(L-R) United Auto Workers (U.A.W.) members Kaleb Delfine, Bryan Broecker, Michael Gatto and James Triplett picket outside the Jeep Plant on September 18, 2023 in Toledo, Ohio.
Sarah Rice | Getty Images
Global auto giant Stellantis on Thursday reported a 10% year-on-year fall in profit in the second half of 2023, as six-week strikes at the so-called Detroit Three automakers hampered production in the group’s North American profit epicenter.
Adjusted operating income came in at 10.2 billion euros ($10.96 billion) for the July-to-December period, down from 11.3 billion euros for the same period in 2022.
However, the earnings proved more resilient to the impact of industrial action than the market had expected, with AOI exceeding a forecast of 9.54 billion euros by analysts polled by Reuters.
Stellantis shares provisionally closed around 5.7% higher in Europe. Shares on the New York Stock Exchange closed Thursday at $25.99, up 6.6% but below a new 52-week high achieved earlier in the day of $26.10.
In North America, the group’s AOI margin fell 100 basis points year on year to 15.4%, which Stellantis said in its earnings report was “due primarily to production disruptions and costs related to new labor agreements.”
Stellantis reported in late October that labor strikes by the United Auto Workers union, which ran for six weeks from Sept. 15 and also targeted General Motors and Ford Motor, cost the company $3.2 billion in revenue through October.
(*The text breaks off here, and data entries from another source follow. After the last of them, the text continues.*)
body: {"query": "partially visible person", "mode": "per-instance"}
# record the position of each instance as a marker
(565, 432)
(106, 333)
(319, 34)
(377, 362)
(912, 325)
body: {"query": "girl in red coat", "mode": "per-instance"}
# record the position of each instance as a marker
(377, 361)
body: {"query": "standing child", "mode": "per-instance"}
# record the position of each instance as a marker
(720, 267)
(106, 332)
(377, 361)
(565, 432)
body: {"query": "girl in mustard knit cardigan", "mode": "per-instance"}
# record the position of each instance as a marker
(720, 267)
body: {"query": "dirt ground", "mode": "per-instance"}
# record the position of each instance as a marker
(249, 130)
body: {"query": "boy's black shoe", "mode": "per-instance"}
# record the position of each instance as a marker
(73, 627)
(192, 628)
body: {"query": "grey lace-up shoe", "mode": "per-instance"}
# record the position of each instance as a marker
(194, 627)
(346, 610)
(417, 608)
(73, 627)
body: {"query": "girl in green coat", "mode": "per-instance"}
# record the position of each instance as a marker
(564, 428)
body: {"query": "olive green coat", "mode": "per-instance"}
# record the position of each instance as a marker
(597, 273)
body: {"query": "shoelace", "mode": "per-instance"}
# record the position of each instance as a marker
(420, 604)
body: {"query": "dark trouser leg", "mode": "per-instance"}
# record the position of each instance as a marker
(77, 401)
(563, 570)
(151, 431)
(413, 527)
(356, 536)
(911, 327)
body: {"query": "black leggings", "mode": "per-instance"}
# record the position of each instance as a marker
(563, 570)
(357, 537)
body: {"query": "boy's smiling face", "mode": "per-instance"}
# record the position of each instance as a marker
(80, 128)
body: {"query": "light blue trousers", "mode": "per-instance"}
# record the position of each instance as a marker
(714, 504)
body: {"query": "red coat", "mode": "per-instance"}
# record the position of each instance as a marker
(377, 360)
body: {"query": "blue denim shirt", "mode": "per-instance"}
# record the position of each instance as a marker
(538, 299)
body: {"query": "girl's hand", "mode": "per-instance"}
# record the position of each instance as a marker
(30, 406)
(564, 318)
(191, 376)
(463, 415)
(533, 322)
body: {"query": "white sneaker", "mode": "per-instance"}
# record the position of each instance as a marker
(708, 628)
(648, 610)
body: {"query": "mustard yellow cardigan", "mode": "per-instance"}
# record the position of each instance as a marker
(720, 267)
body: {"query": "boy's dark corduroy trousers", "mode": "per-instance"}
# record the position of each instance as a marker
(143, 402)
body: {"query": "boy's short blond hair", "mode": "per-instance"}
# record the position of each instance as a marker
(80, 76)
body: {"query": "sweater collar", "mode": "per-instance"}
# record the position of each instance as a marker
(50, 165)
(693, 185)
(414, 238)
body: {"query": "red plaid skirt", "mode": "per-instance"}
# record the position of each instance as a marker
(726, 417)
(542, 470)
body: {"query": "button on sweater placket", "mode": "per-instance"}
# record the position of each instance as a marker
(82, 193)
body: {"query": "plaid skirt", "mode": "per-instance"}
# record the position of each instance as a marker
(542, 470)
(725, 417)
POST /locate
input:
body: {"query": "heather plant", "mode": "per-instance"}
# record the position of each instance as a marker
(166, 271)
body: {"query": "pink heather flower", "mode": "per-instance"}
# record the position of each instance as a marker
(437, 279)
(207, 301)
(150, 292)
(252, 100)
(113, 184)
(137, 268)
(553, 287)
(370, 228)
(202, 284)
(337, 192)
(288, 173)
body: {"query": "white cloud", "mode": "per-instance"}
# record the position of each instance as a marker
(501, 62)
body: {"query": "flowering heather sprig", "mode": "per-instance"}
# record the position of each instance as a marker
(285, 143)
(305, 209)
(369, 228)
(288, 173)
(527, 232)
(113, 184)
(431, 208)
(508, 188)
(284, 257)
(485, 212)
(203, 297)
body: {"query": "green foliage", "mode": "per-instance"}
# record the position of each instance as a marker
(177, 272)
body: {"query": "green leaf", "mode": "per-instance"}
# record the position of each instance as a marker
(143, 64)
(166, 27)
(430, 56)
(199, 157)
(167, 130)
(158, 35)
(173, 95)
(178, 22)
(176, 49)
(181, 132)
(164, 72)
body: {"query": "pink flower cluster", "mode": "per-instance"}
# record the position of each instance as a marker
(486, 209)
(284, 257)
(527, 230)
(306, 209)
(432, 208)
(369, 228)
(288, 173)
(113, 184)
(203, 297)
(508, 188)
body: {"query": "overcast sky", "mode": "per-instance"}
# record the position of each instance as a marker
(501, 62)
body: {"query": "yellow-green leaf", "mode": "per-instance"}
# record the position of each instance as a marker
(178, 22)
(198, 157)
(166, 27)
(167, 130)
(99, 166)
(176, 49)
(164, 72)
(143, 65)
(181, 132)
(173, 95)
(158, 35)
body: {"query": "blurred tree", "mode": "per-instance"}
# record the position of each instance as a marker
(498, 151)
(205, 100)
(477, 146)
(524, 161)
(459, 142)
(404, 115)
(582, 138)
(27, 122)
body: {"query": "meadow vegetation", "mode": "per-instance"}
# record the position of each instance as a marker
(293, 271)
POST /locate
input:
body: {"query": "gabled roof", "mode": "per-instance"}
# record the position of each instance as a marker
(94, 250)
The company, which owns household names including Jeep, Dodge, Fiat, Chrysler and Peugeot, reached an agreement with the UAW in late October that will see the company invest $18.9 billion in the U.S. by 2028. Stellantis workers stateside ratified the deal, which includes at least 25% wage increases and the reopening of an idled plant in Illinois, on Nov. 17.
Aside from the UAW strike, CEO Carlos Tavares on Thursday admitted Stellantis’ U.S. operations were not “stellar in 2023.”